Tuesday, January 10, 2012

Goodbye Norway Maple

Red Trillium
 (photo courtesy of Wildflower.org)
When we first moved to this property thirteen years ago we had a local nursery do the landscaping.  Being a traditional gardener, I always used the pretty ornamental plants sold in the nurseries.  I certainly wasn't aware there were such things as native plants; yet alone their benefits.  Walking through the yard with the landscape designer, we ended up in the shady, south side of the property.  There were lots of leaves and tons of small maple seedlings growing everywhere.  The designer suggested we pull up the maple seedlings and see what came up naturally.  So my wife and I spent several hours over a couple of weekends clearing the area of the ubiquitous seedlings.  Looking back, I realize her livelihood was selling hybridized, nursery plants and yet she was encouraging us to see what was natural in our side yard.  So the summer goes by, followed by fall and winter as is usually does.  One late spring day, I was walking through the "south side" and noticed a different plant I had only seen in magazines.  "Hey, I think this is a Trillium."  I only knew that they were fairly expensive.  I had no idea it was a native plant.  Over the years since then I've kept a small wire guard around this plant to prevent my mower from destroying it.  This spring I'll get a good picture and see what I can do to get it to spread.

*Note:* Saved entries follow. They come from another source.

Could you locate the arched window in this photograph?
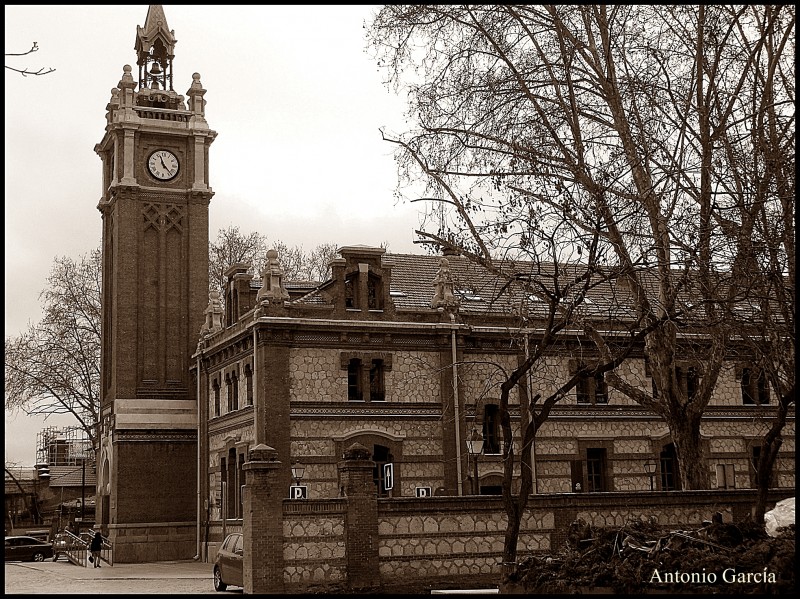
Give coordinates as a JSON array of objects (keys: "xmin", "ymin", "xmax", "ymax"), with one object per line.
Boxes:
[
  {"xmin": 244, "ymin": 364, "xmax": 253, "ymax": 406},
  {"xmin": 230, "ymin": 371, "xmax": 239, "ymax": 412},
  {"xmin": 212, "ymin": 379, "xmax": 220, "ymax": 417}
]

Now thirteen years later after I'd tried to mold this area to my will with exotic plants and grass, I became aware of native plants.  Of course, now I don't even want grass at all.  But I've come to realize the reason nothing grew there was that Norway Maples release platanoides, chemicals that prevent undergrowth.  They won't let other plants grow near them.  This is a Norway Maple and I don't want it.  First, it's not a native tree,  Secondly, it's invasive.  Fortunately its invasive nature is becoming more widely acknowledged.   Both New Hampshire and Massachusetts have banned its sale.   Meijer Garden Centers no longer sells it due to this characteristic.  I now know why to this day I'm constantly pulling maple seedlings from all over the yard.  For years, this tree species was one of the most popular shade trees sold in America.    And with my new found respect for ecology, this tree had to go.  This one is down and two more I discovered have to go.   So....anyone want firewood?

4 comments:

Tanya M said...

I didn't think about trees being invasive especially a maple....very interesting.

the Native Plant Neophyte said...

Tanya M - I was pretty disappointed too when I found this out. I planted a Black Cherry sapling today where the large Norway Maple grew. Last year I found out that Europeans took our Black Cherry tree home where it became invasive in their environment. I never thought about our plants being invasive elsewhere.

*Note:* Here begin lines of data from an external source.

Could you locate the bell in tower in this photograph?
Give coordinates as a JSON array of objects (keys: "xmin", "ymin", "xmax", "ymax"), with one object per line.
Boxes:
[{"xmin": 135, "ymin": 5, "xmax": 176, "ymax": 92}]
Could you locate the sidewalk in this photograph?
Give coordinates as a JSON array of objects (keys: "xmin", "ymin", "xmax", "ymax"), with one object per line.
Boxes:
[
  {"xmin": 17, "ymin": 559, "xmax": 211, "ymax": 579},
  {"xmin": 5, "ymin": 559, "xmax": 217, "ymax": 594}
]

Heather@RestoringTheLandscape.com said...

Good for you taking the bold step of cutting down a mature tree. We had a couple of 'Crimson King' Norway Maples in our yard when we moved in. They're now gone but I still find seedlings. (Norways have milky sap if you break a leaf off and check the end of the leaf stem). I find this really helpful since I have red maples too.

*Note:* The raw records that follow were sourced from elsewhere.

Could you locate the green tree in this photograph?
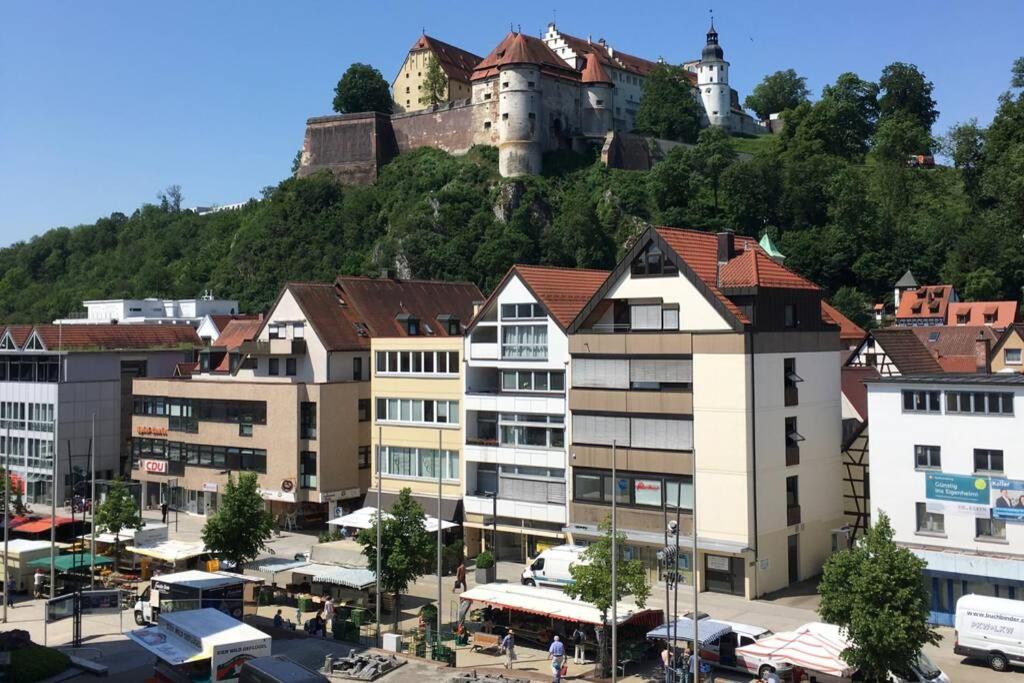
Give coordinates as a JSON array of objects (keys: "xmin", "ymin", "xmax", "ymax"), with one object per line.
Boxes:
[
  {"xmin": 744, "ymin": 69, "xmax": 810, "ymax": 120},
  {"xmin": 871, "ymin": 111, "xmax": 933, "ymax": 162},
  {"xmin": 963, "ymin": 267, "xmax": 1002, "ymax": 300},
  {"xmin": 878, "ymin": 62, "xmax": 938, "ymax": 132},
  {"xmin": 693, "ymin": 126, "xmax": 738, "ymax": 212},
  {"xmin": 356, "ymin": 488, "xmax": 433, "ymax": 631},
  {"xmin": 565, "ymin": 517, "xmax": 650, "ymax": 677},
  {"xmin": 634, "ymin": 64, "xmax": 702, "ymax": 143},
  {"xmin": 94, "ymin": 479, "xmax": 143, "ymax": 567},
  {"xmin": 820, "ymin": 72, "xmax": 880, "ymax": 157},
  {"xmin": 332, "ymin": 63, "xmax": 393, "ymax": 114},
  {"xmin": 818, "ymin": 512, "xmax": 938, "ymax": 682},
  {"xmin": 941, "ymin": 120, "xmax": 985, "ymax": 200},
  {"xmin": 201, "ymin": 473, "xmax": 275, "ymax": 569},
  {"xmin": 829, "ymin": 287, "xmax": 872, "ymax": 330},
  {"xmin": 419, "ymin": 56, "xmax": 448, "ymax": 107}
]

the Native Plant Neophyte said...

Thanks Heather. I must say it was tough taking a down a tree that took more than 25 years to grow. But in the end it does feel good. Now for the replacements to take hold and grow mighty. That milky sap id trick has been real handy. But now I find I'm pulling a lot of leaves off young saplings to find whether they are the good or "bad" maples. I guess I should mark the keepers.